In any case, this algorithm does not work to combat structural discrimination. Notice that for individuals that are Black or or Two or More Races, the prevalences are markedly lower than for White and Asian individuals. This in itself is likely to self-perpetuate as communities with higher unemployment are more likely to remain so. Even if the error rates were exactly the same amongst groups, this would reinforce the existing distribution in employment. In fact, they would likely to falsely predict that an Asian individual is employed and that an individual of Two or More races is not employed. I find that Asian individuals have a much higher false positive rate to be interesting also - perhaps it is a manifestation of the Model Minority myth (which may stem from higher education amongst Asian groups). Using the examples above, an Asian individual could then mistakenly receive less aid for unemployment. A company using this as a hiring proxy could then underhire those of Two or More Races.
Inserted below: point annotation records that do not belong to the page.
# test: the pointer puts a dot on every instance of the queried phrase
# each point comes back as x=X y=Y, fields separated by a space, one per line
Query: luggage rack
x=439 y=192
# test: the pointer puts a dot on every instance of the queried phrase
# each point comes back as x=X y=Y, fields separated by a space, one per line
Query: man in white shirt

I think that the idea of solely using demographic information to determine whether or not an individual is employed is also flawed. It misses any indication of the economy and the amount of opportunities a person may have to find a job. An extra feature accounting for the wealth in the surrounding community could help account for this. There also are not any features that would address the time. This is specific to the year this survey was taken. However, unemployment is not generally chronic thing and can fluctuate depending on the time. Some record of past employment or time unemployed would probably also be an important feature to add.

Overall, this algorithm to determine employment status based on demographic characteristics seems to insufficiently capture the factors that would influence employment and, more concerningly, would likely reinforce existing discrimination.